Derivatives... Options... Futures.... Hedge funds... Junk bonds... Swaps... Money markets... Units... Equities... What a fog of words! The jargon for the 'financial services industry' is prodigious, and I can't help but feel that its primary aim is to befuddle.

I've never been a great fan of the finance pages. Those tables of stocks and shares could have been in Chinese for all I cared. And as for the stock market indices - the FTSE, the Dow Jones, the Nikkei - their daily ups and downs were familiar background listening, like the shipping forecast.
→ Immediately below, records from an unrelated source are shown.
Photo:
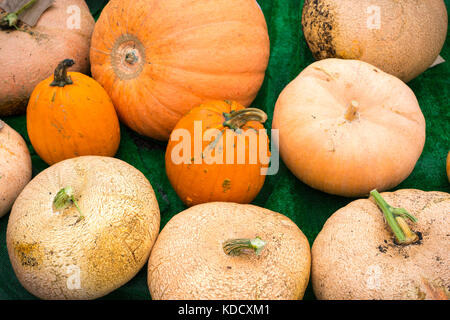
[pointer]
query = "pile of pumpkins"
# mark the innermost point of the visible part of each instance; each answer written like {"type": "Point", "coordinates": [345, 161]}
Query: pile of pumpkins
{"type": "Point", "coordinates": [348, 125]}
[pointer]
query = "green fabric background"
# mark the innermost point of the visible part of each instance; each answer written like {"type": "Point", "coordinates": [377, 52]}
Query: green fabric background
{"type": "Point", "coordinates": [283, 193]}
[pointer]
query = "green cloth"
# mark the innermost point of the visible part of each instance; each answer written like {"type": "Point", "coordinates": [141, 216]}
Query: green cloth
{"type": "Point", "coordinates": [283, 193]}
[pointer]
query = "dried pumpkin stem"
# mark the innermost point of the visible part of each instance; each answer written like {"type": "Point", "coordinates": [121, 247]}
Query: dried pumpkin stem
{"type": "Point", "coordinates": [235, 247]}
{"type": "Point", "coordinates": [65, 198]}
{"type": "Point", "coordinates": [395, 218]}
{"type": "Point", "coordinates": [237, 119]}
{"type": "Point", "coordinates": [11, 19]}
{"type": "Point", "coordinates": [61, 78]}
But I can't admit to having nursed an ardent interest.

When I read, however, that the huge swathes of money swirling around the world at breakneck pace are not real, that it is all to do with expectations of what the price of something might be at some future date, I begin to wonder what it all means. If it isn't real, how come lack of it can do so much damage? When I hear rumours that George Soros might bring down such and such an economy by unleashing his $11 billion hedge fund to speculate on its currency, I begin to think I ought at least to know that this hedge is more than a garden accessory.

And when I learn that the antics of traders in London or Moscow affect the very livelihood of peasant farmers in Thailand or factory workers in Brazil, I start wondering what, if any, is my own involvement in this seemingly extravagant and frivolous, but actually deadly serious game?